The US Food and Drug Administration has not approved any drugs for the treatment or prevention of Covid-19 in animals, Behravesh noted.

5:03 p.m. ET, February 1, 2021

Michigan has administered over one million Covid-19 vaccines, governor says

From CNN’s Rebekah Riess

Beaumont Health Care workers receive their first dose of the Pfizer/BioNTech Covid-19 vaccine at their service center in Southfield, Michigan, on December 15, 2020.
Beaumont Health Care workers receive their first dose of the Pfizer/BioNTech Covid-19 vaccine at their service center in Southfield, Michigan, on December 15, 2020. Jeff Kowalsky/AFP/Getty Images

Michigan Gov. Gretchen Whitmer announced today that Michigan has administered over one million Covid-19 vaccines, according to a release from the governor’s office. 

“Reaching this milestone is good news for our families, frontline workers, and small business owners, but there is more work to do,” Whitmer said. “My administration is working closely with the federal government to help us get the supply we need to reach our goal and return to the normalcy we all crave. I ask for patience from Michiganders as our frontline workers work around the clock to administer vaccines.”

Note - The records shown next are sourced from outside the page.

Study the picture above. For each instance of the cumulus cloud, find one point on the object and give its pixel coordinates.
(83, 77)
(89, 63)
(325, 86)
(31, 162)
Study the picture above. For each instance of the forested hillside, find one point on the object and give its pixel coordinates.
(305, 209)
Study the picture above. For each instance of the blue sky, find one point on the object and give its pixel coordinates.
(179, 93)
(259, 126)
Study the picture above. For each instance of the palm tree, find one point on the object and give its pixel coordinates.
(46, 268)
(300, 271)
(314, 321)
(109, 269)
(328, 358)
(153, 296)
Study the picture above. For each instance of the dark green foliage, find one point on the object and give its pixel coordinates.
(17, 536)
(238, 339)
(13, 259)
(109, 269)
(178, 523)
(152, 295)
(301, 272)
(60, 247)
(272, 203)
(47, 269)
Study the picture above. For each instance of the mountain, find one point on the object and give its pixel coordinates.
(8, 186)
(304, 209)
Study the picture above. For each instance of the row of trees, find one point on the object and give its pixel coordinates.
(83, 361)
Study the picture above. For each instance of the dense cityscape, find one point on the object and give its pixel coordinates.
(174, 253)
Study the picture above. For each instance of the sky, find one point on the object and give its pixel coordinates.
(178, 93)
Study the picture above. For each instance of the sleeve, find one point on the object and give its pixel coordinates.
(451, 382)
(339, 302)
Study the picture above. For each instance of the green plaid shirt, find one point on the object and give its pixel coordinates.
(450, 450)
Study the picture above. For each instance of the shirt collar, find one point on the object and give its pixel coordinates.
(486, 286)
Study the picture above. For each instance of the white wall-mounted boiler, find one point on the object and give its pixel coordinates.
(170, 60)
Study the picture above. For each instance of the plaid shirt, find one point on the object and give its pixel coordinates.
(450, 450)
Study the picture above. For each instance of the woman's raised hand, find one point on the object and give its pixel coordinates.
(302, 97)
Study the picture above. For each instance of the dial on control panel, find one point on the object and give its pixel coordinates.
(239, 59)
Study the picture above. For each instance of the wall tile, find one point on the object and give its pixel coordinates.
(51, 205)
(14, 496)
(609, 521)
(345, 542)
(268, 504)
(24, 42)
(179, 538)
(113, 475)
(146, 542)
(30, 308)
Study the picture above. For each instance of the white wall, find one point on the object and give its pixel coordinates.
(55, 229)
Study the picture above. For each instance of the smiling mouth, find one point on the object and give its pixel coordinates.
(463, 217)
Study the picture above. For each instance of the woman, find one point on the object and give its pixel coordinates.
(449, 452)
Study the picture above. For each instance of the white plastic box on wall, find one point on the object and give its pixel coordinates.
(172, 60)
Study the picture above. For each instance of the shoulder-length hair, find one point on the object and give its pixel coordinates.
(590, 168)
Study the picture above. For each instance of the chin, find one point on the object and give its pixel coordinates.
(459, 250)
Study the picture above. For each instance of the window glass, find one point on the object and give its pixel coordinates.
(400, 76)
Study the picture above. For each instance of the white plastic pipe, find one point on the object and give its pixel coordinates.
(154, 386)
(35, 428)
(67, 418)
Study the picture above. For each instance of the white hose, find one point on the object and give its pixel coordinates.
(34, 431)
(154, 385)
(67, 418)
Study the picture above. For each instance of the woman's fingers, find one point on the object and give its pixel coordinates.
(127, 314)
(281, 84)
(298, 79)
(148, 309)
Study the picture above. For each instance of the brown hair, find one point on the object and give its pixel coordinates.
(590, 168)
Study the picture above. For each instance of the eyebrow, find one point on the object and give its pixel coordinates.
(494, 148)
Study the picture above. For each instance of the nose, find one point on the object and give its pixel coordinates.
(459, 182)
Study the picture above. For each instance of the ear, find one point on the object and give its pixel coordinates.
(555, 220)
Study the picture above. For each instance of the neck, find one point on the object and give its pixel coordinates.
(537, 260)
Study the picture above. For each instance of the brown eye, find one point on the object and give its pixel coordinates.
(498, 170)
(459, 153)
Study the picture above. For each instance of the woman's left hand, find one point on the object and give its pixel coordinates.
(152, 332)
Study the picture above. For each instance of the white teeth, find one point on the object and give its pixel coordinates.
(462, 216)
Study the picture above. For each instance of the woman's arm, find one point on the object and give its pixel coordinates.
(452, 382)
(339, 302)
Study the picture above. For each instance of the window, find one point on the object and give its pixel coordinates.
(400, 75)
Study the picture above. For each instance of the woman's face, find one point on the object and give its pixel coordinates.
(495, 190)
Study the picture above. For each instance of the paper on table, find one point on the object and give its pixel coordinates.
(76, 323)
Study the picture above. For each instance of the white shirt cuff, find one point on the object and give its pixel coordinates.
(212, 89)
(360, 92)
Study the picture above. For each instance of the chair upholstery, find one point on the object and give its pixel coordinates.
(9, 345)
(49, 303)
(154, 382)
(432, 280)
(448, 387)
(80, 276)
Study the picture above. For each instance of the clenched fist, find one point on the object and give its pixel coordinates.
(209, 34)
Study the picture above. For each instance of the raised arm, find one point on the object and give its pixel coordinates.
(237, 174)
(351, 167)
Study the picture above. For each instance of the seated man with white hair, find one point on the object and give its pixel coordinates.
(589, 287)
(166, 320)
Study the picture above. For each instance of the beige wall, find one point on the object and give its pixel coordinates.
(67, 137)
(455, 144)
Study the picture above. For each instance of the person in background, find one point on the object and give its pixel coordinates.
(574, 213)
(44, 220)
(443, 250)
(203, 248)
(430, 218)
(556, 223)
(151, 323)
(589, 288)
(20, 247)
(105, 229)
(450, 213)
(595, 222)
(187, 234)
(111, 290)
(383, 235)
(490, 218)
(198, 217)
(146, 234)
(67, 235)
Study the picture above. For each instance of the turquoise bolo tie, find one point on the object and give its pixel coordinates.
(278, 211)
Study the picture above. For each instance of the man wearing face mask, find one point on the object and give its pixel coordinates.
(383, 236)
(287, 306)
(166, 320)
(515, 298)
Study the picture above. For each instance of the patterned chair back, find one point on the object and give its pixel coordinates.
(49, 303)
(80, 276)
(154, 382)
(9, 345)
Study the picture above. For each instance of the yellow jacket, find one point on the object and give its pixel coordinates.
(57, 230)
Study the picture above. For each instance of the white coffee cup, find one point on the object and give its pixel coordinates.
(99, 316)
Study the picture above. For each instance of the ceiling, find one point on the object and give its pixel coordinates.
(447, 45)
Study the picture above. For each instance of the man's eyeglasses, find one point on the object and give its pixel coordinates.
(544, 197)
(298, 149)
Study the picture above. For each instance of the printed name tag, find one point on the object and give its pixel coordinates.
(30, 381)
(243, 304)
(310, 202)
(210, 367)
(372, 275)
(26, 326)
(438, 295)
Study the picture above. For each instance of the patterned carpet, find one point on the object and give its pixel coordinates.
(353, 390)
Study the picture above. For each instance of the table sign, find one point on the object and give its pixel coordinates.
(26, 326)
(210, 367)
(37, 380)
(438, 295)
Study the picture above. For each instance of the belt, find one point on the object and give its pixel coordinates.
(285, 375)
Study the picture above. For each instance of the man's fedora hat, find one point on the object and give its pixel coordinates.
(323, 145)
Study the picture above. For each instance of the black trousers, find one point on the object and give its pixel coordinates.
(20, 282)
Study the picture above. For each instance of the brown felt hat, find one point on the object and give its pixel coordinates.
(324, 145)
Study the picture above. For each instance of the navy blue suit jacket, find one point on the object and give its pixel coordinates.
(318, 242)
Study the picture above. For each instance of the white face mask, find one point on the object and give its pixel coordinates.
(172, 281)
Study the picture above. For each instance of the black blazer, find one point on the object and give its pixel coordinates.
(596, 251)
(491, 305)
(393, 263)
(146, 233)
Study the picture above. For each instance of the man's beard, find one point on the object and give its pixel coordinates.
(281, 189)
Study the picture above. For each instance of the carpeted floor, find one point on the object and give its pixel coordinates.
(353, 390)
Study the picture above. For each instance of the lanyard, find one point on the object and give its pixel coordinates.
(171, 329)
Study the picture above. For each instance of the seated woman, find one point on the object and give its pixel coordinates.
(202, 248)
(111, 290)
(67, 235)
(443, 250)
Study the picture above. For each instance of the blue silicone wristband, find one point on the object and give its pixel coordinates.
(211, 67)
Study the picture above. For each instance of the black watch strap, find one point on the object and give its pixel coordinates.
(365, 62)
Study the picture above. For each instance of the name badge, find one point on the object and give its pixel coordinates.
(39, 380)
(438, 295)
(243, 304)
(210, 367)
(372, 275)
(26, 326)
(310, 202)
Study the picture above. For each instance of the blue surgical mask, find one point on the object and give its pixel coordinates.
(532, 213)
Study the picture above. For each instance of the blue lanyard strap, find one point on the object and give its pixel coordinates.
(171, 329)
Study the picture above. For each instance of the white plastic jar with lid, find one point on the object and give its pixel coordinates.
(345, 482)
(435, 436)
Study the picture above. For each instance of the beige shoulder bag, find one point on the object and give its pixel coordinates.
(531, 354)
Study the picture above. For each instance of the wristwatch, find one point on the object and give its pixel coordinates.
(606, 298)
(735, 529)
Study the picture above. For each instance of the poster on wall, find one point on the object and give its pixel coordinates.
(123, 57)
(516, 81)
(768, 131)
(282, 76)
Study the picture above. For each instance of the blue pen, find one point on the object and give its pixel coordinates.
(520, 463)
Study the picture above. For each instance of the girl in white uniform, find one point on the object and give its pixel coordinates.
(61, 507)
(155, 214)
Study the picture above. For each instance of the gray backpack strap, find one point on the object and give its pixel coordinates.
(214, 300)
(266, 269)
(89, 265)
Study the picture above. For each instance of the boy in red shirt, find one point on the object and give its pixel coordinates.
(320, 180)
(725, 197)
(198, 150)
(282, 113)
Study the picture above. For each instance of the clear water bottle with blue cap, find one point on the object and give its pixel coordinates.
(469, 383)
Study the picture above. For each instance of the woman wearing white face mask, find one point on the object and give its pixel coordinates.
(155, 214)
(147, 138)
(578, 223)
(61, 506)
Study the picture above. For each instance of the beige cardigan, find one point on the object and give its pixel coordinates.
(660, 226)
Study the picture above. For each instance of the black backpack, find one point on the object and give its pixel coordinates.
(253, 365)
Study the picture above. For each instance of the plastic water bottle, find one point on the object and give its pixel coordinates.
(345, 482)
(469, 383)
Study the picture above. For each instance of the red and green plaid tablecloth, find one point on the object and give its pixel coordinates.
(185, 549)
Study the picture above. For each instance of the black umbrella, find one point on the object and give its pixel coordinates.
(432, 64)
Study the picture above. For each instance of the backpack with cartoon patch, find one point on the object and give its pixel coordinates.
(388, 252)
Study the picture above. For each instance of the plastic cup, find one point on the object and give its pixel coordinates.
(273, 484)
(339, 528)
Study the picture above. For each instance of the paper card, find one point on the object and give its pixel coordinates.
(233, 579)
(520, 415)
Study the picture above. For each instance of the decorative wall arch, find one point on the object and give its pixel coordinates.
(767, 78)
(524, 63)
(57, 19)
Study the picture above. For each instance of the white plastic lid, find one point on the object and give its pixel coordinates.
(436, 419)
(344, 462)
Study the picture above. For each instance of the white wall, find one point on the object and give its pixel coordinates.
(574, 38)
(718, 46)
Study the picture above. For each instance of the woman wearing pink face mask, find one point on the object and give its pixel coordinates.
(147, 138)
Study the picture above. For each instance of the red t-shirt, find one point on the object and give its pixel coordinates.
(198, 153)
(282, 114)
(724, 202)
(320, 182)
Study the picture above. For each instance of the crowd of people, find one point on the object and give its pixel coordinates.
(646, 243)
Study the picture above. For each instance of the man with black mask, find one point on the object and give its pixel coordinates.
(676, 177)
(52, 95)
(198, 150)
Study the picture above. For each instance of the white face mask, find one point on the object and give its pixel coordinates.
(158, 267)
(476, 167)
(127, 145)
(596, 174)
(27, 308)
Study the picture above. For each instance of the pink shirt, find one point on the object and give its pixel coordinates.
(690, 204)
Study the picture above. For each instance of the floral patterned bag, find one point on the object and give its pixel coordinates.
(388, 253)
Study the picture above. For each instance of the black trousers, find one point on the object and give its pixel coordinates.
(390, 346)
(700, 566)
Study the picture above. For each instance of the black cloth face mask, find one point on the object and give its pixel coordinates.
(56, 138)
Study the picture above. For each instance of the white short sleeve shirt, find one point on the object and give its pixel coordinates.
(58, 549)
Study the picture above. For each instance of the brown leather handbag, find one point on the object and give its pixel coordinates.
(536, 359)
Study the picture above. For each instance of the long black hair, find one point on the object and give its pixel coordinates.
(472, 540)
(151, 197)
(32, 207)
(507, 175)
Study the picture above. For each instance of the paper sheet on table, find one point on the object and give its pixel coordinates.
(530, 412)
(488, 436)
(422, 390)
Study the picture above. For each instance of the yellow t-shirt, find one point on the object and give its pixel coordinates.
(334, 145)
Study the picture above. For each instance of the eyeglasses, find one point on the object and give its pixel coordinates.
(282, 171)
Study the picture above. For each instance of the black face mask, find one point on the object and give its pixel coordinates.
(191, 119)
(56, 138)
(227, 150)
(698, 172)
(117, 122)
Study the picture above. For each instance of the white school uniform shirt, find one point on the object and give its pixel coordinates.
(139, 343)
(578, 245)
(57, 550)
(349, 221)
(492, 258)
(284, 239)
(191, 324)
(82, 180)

Maj. Gen. Paul Rogers, Adjutant General and Director of Michigan's Department of Military and Veterans Affairs, added that members of the Michigan National Guard continue working hard to administer vaccines across the state.

“One of the most important things Michiganders can do right now is to make a plan to get the safe and effective vaccine when it becomes available to you,” Chief Medical Executive and MDHHS Chief Deputy for Health Dr. Joneigh Khaldun said. “The state and our partners in health care and business will continue working day and night to reach our goal of 50,000 shots in arms per day.”